Friday, May 8, 2015

A Thousand Years From Now

Greetings, MMW friends.  I'm still looking for the elusive Hugo Award.  Hence, it is my great pleasure to have my guest writing substitute and friend, Alex Mathai, fill in for me.




A thousand years from now, when civilization as we know it has vanished and Mother Nature has slowly started to reclaim our manmade structures, a lone archaeologist will stumble upon an ivy covered, broken down library. He will dig his way past the rubble of crumbling bricks and carefully navigate around the copious shards of shattered glass until he breaks through into the main library lobby. Rows and rows of stacked books will line either side of him, the shelves towering tall and proud. The books might be worn and perhaps even slightly destroyed, but when the archaeologist pulls one these diamonds-in-the-rough off the shelf, the writing is still legible. This lone explorer just made the biggest literary discovery of his lifetime; a jack-pot that will make all his colleagues both ecstatic and jealous.

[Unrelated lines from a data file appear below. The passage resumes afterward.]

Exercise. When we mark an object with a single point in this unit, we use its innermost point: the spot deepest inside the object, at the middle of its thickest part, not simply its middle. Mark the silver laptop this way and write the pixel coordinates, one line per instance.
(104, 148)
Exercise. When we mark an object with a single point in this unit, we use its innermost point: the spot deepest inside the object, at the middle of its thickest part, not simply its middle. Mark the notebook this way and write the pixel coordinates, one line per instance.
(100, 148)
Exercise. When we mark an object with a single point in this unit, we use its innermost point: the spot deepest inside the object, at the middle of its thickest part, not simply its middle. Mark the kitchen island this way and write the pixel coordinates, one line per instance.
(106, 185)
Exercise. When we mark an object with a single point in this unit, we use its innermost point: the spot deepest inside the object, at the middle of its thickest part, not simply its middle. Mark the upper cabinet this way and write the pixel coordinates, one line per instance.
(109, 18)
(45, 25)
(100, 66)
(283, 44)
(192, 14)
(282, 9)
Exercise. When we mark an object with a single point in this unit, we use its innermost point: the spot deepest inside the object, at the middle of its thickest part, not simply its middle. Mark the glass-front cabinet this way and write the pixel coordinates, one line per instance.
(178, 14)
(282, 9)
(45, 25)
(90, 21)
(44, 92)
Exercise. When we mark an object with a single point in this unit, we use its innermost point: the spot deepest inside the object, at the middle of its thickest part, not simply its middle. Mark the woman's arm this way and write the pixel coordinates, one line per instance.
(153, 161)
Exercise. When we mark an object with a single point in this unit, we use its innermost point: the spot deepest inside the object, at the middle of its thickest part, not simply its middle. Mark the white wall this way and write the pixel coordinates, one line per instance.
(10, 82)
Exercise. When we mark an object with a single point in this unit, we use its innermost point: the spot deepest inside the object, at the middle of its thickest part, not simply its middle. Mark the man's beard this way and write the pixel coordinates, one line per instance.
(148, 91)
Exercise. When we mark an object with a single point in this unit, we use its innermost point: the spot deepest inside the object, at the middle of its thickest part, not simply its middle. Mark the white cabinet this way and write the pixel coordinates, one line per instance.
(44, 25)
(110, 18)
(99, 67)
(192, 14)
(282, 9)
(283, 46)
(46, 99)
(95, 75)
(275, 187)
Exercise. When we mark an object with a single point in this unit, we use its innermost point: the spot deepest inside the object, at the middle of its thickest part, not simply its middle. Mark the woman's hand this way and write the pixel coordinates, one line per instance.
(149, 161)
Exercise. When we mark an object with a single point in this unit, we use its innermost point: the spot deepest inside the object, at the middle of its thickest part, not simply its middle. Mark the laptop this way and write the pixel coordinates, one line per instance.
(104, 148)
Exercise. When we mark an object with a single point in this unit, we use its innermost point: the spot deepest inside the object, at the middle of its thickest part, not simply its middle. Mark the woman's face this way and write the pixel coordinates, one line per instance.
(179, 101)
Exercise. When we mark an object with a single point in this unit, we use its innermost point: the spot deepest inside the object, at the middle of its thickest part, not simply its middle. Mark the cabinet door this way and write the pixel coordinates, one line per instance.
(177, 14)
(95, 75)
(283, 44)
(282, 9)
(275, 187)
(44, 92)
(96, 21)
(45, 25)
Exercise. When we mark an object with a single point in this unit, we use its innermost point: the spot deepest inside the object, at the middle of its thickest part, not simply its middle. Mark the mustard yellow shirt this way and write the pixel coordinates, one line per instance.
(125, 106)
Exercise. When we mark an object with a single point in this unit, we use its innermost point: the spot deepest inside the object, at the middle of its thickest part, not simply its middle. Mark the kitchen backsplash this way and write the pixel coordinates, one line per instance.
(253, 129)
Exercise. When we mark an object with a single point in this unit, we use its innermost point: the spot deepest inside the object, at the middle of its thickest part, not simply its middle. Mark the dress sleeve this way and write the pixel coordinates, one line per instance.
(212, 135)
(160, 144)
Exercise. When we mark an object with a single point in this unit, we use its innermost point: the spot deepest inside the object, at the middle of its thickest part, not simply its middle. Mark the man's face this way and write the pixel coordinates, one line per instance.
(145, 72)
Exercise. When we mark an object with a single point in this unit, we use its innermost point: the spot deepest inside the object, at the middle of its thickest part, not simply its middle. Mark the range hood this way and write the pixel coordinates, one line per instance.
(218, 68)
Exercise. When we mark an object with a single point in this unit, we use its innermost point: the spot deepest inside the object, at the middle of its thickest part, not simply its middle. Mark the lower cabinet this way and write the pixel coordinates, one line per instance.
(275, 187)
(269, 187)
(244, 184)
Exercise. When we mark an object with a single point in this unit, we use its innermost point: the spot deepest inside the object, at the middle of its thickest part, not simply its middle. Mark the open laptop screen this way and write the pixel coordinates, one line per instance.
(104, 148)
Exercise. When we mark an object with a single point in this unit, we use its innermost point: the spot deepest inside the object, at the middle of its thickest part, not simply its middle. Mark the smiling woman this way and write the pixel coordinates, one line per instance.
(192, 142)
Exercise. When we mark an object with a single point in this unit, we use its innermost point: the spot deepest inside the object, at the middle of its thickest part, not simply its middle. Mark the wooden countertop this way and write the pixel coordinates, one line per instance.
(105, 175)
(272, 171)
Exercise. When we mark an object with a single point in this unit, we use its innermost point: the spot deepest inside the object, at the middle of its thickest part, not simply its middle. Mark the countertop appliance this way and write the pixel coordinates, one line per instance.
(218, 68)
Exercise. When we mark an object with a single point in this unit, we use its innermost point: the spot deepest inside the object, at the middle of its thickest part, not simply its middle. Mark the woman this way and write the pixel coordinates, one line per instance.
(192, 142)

As weird as it is, I often think about the far distant future of life on planet Earth, and what the future archaeologists/anthropologists will judge us for. Think about it. When we are all gone, what will be left of us? Will people speculate that we truly believed that werewolves roamed the countryside? Will they think we participated in the brutal, gladiator-style competition of the Hunger Games?

Furthermore, what will people 100, 1,000, 100,000 years from now think when they excavate a lost library and find the worn copies of Harry Potter, Twilight, and Hunger Games sitting on the shelf? Will they think the Rowling, Meyers and Collins were writers with incredible substance or would they just write our generation off as frivolous? And we aren’t even going delve into the horror that is Fifty Shades of Grey. (We will just call that a minor blip in our generation’s taste in “literature.”)


What does our apparent obsession with zombies, vampires, and dystopian young adult novels say about us? Honestly, I’m not sure what to call our current literary period. Could we be known as the Imagination Period? The End of the World Period? Oh! Maybe the Flight of Fancy Period?

…Well, it’s apparent that no one will put me in charge in the naming of our period…

I clearly have no concrete answers, so I’m bouncing the question back to you. What do you think defines our current literary period? What do you think will happen to our libraries and books if our civilization ends? What would be the craziest/most profound piece of literature that our before mentioned, imaginary explorer might find?

I really look forward to reading your comments!